A bit of fresh air threw us in the routine of the Rio de Janeiro’s slums. Whit its food, music, happiness e incommensurable pains that result from the violence against the population.

That’s was when he fell in love with the funk of MC Leonardo and Mano Teko, with the hip-hop of Rapper Fiell and the Bonde da Cultura. And also with the samba of Marina Iris, Tomaz Miranda, Manu da Cuíca and with the guitar played by Mauricio Massunaga, the japanese, as he used to call.

He read Cid Benjamin’s book, “Gracias a la vida”, and wanted to meet the “Barbas”, a carnival group of people that takes the streets during the carnival; o “Bip bip”, owned by Alfredinho. But he had just a few more time of life when he understood the left militants from Rio de Janeiro.  The carnival he understood fast. He went to the “Cordão do Boitatá” ball, at Praça XV, in 2015. And the last one was the “Comuna que pariu”, at Cinelândia, with a unforgettable feminist samba. Feminist like he was his all life.

Vito was young, larky, in love with life, vibrant. A man that had only one sadness: the way that the Brazilian policy was taking. The triumph of the right field hurt him. A lot. That’s why he celebrated with Lula, Correa, Evo, Cristina, Chavez, Dilma and Mujica. Especially Chavez. He admired him a lot. But I have a surprise for you: he admired deeply the president Dilma Roussef. Disagreed of the political decisions, but admired her as woman. He loved her firm way to handle things.

Suddenly, everything changed. After feeling bad sometimes, his cardiologist asked for a head exam. And there it was: a brain aneurysm. And, in May of 2014, our world collapsed. After a well-done surgery, he had two strokes e recovery himself.  But soon a hernia, that was waiting it’s time to be taken out, started hurting him and he had another surgery. It was a success, especially for a patient that was taking some many pills.

2015 arrived and we celebrated. We were alive, happy, and more in love than ever. As we always loved parties, we said that in july we were going to throw a party to thank those who stood by us in 2014.

We had no doubt we were winners.

Until July 23rd. He took me to the airport, bought me a coffee and wished me a good job. I rarely gave courses without him. We could be in different classrooms, but we were in the same place. That day I went by myself.
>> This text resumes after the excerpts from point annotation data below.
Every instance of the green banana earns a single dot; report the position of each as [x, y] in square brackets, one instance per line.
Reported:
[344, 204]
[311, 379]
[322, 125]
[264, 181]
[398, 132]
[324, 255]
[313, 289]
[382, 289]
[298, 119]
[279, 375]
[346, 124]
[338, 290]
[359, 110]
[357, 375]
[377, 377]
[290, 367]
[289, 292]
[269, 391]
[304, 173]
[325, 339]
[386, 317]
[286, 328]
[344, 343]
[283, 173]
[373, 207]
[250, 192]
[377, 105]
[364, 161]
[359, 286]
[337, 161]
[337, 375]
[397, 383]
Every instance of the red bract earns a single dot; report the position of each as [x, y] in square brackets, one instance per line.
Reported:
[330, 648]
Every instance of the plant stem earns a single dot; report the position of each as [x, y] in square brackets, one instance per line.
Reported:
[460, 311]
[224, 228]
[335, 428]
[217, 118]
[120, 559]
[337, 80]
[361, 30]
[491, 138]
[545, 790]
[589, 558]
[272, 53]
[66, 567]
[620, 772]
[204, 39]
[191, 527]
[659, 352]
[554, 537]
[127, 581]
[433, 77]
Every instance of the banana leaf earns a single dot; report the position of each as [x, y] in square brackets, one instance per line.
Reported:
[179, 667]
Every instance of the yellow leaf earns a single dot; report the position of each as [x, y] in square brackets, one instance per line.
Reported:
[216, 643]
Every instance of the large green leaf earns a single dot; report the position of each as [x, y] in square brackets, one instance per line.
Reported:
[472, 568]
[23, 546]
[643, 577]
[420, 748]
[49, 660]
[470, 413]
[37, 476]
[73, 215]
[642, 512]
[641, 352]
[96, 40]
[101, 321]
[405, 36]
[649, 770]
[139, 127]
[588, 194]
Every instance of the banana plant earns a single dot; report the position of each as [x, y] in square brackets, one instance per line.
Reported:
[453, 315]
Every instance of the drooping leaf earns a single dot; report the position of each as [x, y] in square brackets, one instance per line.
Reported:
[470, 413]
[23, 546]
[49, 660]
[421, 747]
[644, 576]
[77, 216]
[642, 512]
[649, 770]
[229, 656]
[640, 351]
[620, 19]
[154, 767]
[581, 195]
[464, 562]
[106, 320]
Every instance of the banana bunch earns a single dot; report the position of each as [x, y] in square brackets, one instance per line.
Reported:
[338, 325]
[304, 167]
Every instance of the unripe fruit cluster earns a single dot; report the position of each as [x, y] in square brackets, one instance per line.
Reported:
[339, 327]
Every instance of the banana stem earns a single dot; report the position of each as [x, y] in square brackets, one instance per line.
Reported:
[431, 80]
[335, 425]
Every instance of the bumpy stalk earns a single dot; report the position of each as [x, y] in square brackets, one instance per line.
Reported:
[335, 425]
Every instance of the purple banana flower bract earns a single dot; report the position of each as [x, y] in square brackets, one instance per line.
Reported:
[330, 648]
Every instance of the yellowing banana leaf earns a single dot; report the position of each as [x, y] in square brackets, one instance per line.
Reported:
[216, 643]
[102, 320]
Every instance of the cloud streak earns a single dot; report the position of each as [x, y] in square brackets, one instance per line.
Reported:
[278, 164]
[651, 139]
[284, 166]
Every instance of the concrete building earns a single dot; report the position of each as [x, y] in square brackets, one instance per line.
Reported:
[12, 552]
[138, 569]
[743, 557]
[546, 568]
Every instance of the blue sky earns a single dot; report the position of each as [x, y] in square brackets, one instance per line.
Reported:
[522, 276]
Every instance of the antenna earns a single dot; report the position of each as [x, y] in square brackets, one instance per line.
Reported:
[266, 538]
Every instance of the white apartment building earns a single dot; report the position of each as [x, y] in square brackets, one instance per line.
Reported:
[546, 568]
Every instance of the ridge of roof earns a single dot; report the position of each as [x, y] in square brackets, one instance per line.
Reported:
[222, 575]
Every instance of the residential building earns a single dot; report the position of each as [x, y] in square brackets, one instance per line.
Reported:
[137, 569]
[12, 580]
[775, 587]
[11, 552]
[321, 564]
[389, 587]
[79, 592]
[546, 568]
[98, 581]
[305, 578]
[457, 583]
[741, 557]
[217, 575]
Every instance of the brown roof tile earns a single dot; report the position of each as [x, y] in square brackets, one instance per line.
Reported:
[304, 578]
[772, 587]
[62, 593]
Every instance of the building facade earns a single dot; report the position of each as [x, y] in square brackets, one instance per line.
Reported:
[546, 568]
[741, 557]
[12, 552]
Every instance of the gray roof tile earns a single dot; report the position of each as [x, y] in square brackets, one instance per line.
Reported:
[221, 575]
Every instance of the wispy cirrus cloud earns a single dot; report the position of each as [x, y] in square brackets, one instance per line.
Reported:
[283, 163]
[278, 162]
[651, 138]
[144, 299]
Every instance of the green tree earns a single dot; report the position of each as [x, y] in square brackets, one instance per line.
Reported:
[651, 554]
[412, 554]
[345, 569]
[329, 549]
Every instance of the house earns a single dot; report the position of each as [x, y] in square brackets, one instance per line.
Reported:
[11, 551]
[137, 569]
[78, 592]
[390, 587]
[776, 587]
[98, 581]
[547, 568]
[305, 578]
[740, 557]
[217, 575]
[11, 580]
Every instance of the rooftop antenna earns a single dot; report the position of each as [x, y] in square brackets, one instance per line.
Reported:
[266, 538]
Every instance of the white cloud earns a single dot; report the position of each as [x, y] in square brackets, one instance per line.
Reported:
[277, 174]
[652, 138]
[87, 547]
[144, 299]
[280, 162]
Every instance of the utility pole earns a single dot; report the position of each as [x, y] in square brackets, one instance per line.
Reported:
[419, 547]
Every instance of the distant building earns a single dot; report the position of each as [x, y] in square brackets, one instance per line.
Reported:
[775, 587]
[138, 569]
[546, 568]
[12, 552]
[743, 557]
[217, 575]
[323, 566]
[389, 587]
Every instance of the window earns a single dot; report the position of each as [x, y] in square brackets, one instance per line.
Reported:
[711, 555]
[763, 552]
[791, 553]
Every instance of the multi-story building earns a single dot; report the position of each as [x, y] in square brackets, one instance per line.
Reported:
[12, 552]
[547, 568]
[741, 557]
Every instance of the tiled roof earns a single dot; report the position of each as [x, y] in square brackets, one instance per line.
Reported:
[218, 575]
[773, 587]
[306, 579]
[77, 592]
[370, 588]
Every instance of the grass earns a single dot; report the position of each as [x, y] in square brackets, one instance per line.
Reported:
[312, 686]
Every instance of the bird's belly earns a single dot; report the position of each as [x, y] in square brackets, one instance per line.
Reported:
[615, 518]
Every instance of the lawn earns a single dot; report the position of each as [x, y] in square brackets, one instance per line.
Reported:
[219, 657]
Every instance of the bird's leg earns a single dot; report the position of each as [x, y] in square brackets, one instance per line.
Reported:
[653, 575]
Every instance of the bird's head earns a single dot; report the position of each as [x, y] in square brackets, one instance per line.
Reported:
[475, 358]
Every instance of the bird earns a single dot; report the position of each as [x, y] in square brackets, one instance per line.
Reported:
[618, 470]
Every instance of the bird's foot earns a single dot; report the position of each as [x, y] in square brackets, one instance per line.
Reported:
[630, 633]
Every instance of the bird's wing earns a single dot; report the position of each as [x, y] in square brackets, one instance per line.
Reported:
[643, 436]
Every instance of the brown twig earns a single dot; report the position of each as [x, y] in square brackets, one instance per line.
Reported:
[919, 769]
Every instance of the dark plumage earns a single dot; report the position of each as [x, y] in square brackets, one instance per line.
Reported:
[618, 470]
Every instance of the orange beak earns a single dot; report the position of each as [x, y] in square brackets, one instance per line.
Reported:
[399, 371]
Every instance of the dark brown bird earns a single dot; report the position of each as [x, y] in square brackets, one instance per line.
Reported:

My last word to him were: “How am I going to live without you for four days?”.

I´m not going to live any day without you, my love. I will be accompanied by our kids Luisa, Sheila, Marina, Gustavo, Eric, Tatiana, Gizele, Raquel, Alan, Renata, Augusto, Lidiane, Fiell, Julião, Rita, Pablo, Camila, Katarine, Matheus, Kátia, Mario, Well and so many others that I should stop now. I won´t live not even a day without you.

And you are never going to die. I will talk about you for lots of people, so that your history spread itself across the globe, as the history of the solidarity and happiness’s revolutionary. The history about the man who became seed.